Bella Peacock reports on the 2014 edition of International Record Store Day in Sydney.

Title promotes Record Store Day with balloons and posters over Easter. Photo: Bella Peacock

On Easter Saturday, inside a hole-in-the-wall store, music blares as trendy teenagers rummage through boxes of records searching for unusual albums and soaking up the atmosphere in The Record Store. The scene has more energy than it does space, and spills onto the quaint streets of Sydney’s Surry Hills where, just a few hundred metres up the road, an entirely different crowd congregates. In the stylish Crown street retailer Title, there is an older, more sophisticated group browsing the selection of refined records, artisan books, and world cinema films. It’s Record Store Day, one of the biggest days of business for these independent retailers.

The international initiative is a celebration of bricks-and-mortar music stores, and the special products and services they offer. The scenes at Record Store Day tell a more complex story than the blanket negative data that has surrounded physical music industry sales and, on a broader scope, the retail sector in recent years. While the digital revolution has drastically affected how society consumes products, there is, and will continue to be, a niche for shops that offer customers a fulfilling experience, according to Stephan Gyory, co-owner of The Record Store.

“There is a future for retail but it’s with more independent stores,” agrees Scott Hillyard, the national manager of Title, Australia’s largest independent record store.

“The digital revolution is like a giant wave that has washed over everything, sweeping it online. Everyone has been caught up in the thrill but now they are starting to realise that they can still enjoy the physical world as well,” says Stephan. Australia is one of the fastest countries in the world to uptake new technology, and according to Scott Hillyard, the market is still adjusting to the advent of digital downloads, and we are now in a period of realignment between digital and analogue forms.

Data from last year released by the Australian Recording Industry Association (ARIA) shows a steady decline in physical sales and an increased uptake of digital. However, according to Scott, these all-encompassing statistics relate primarily to the diminishing sales of what he refers to as mediocre outlets; the retail broad spectrum and mass-produced goods. The corporate growth model for physical music is over and the future is independent stores, he says.

“In every disaster, there is opportunity,” says Stephan Gyory. According to him, the digital revolution can actually benefit independent business models as it removes layers of bureaucracy and disrupts market monopoly. “What we are seeing is big music suppliers shutting down, and a lot of smaller suppliers popping up,” he says. This fosters a more direct, network-based relationship between suppliers and retailers, allowing for more diversity.

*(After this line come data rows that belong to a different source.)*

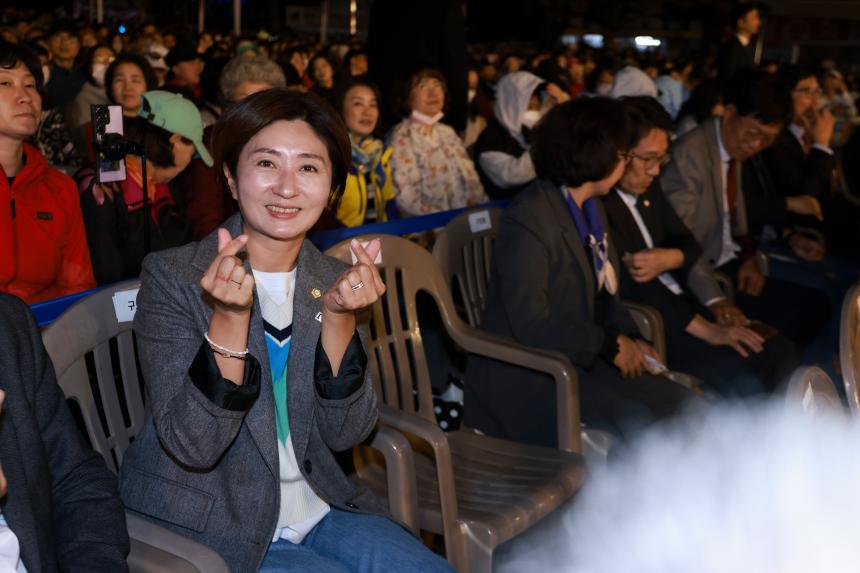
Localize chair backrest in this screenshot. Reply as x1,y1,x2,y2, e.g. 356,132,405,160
433,207,502,328
326,235,462,423
839,284,860,414
42,280,144,472
785,366,844,415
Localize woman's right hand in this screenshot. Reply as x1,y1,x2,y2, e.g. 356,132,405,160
200,228,254,315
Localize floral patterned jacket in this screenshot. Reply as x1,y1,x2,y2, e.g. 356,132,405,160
389,119,487,216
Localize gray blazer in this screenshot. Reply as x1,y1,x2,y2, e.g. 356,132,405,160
660,119,747,303
120,214,384,571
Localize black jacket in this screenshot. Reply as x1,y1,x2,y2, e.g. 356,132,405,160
0,294,129,573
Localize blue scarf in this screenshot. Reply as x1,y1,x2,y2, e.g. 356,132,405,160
562,188,616,294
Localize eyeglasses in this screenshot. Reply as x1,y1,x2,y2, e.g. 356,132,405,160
625,151,672,169
791,88,824,97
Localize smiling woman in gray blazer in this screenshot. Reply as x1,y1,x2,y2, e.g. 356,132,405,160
121,90,450,571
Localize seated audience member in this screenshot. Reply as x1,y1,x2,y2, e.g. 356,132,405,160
218,58,287,107
308,54,334,104
474,72,566,199
82,52,158,164
69,45,116,128
388,68,487,216
821,69,857,147
660,70,830,360
743,66,860,308
0,294,129,572
337,77,398,227
0,42,96,304
604,96,796,396
762,66,836,218
120,89,452,573
715,2,761,88
464,98,692,446
77,91,218,284
463,66,487,147
162,44,203,108
654,62,692,121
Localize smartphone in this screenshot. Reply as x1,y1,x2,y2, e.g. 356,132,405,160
90,104,126,183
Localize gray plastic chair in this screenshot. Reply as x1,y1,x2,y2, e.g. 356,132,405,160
327,235,585,573
839,284,860,414
42,280,418,573
785,366,845,415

Record Store Day customers browse in Title for the limited edition products and special offers of the day. Photo: Bella Peacock

This notion of retail bridging the gap between industry and consumer is what inspired Brain ‘Froggy’ Harris to open Songland record store in Canberra, after working in the music industry for over 35 years. “Songland gives me the opportunity to work directly with friends, record labels and media contacts I’ve built up over the years in order to help promote music that I’m passionate about,” he says.

One of the highlights of his career has been helping Australian music legend Russell Morris produce his recent blues albums Sharkmouth and Van Diemen’s Land. As a retailer, Froggy was able to connect Russell with a record company, and foster his albums into the market. Chuffed, he announces that Van Diemen’s Land, which debuted in late April, was Russell Morris’ highest charting album to date.

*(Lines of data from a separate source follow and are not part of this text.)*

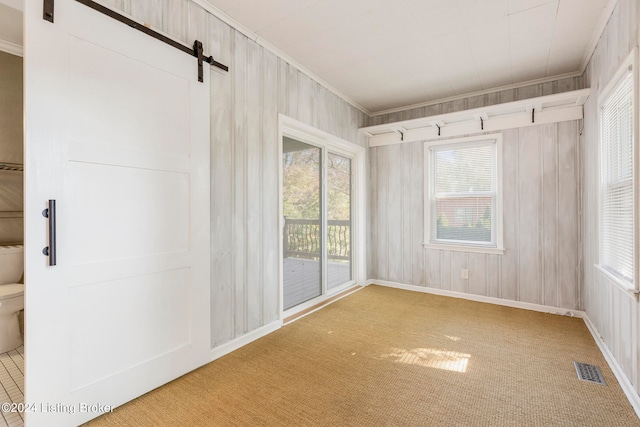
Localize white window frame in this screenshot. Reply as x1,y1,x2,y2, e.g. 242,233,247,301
423,133,504,254
594,49,640,291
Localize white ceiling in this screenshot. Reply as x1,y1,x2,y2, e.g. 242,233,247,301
206,0,615,112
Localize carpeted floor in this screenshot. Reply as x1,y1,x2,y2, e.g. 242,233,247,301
87,286,640,427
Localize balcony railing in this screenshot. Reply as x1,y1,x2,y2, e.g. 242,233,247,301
283,218,351,261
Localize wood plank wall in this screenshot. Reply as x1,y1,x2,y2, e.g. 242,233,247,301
370,121,581,309
581,0,640,391
105,0,368,347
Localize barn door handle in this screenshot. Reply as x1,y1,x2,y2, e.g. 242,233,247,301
42,200,56,266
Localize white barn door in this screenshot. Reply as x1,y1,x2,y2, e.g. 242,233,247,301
24,0,210,427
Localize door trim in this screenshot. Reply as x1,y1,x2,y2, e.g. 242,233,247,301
278,114,367,320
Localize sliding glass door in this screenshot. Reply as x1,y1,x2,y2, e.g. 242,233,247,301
326,153,352,289
282,136,353,311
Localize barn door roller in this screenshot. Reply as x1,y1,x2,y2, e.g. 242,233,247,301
42,0,229,82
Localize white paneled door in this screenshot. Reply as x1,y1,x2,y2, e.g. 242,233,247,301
24,0,210,427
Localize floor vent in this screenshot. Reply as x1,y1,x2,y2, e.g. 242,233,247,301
573,362,607,385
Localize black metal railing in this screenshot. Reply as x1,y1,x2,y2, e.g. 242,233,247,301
283,218,351,260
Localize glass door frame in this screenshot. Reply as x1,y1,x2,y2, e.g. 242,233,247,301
278,114,366,320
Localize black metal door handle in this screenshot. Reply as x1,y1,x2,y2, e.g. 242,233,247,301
42,200,56,266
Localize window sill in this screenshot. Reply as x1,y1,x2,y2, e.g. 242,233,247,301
593,264,638,294
422,243,504,255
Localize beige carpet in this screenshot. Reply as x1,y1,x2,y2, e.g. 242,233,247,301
87,286,640,427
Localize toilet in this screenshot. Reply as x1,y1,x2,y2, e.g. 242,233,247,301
0,245,24,353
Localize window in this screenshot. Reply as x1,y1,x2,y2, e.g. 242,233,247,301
425,134,503,253
599,64,635,287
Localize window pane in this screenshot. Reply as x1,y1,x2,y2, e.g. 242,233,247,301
436,197,493,243
431,140,497,246
282,137,322,310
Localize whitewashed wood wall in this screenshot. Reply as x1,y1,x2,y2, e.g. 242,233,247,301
105,0,367,347
369,77,585,126
581,0,640,391
369,121,580,309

As Dave Curran picks a record from one of the five shopping bags filled with vinyl that crowd his feet, he describes Title as a ‘cultural emporium.’ He has worked for the company for almost ten years, and has a vinyl collection that fills two rooms and over 10,000 CDs. He says that the store has actually seen an upswing in sales over the past few years. He puts it down to music lovers looking to stores to discover craftsmanship, longevity and physicality in an age of digital downloads.

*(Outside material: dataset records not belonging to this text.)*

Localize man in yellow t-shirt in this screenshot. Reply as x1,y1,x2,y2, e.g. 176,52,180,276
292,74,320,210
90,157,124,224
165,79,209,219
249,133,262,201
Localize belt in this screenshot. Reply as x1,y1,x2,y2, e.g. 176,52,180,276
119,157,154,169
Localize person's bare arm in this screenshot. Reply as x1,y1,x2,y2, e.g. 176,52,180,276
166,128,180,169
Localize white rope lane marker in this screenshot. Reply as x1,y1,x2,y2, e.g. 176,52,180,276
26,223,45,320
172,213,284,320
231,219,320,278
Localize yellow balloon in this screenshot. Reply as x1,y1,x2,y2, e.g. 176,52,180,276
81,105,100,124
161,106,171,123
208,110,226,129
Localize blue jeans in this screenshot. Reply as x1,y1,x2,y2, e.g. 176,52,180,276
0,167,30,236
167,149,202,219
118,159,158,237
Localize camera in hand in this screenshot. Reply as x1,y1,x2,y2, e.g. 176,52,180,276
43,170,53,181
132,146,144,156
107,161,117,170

Title on Crown street opened in 2004 and since then eight more shops have sprouted nationwide. Scott Hillyard says the store’s success is because of curated content and an environment where people can discover products and interact with passionate staff. “People don’t like cookie-cutter shopping,” he says, “you have to curate your offering and tailor it to the customer.”

These independent record stores offer a more hopeful story than overarching negative data which, they believe, doesn’t accurately portray the robust situation of the industry. Record Store Day stands as a reminder that many independent stores see the opportunity to not only survive, but thrive in the wake of the restructuring induced by the digital revolution.

Not everything is offered online. As Stephan Gyory says, “at the end of the day digital will never replace analogue forms because people are analogue. We are a part of a physical world and we still need to have that interaction.”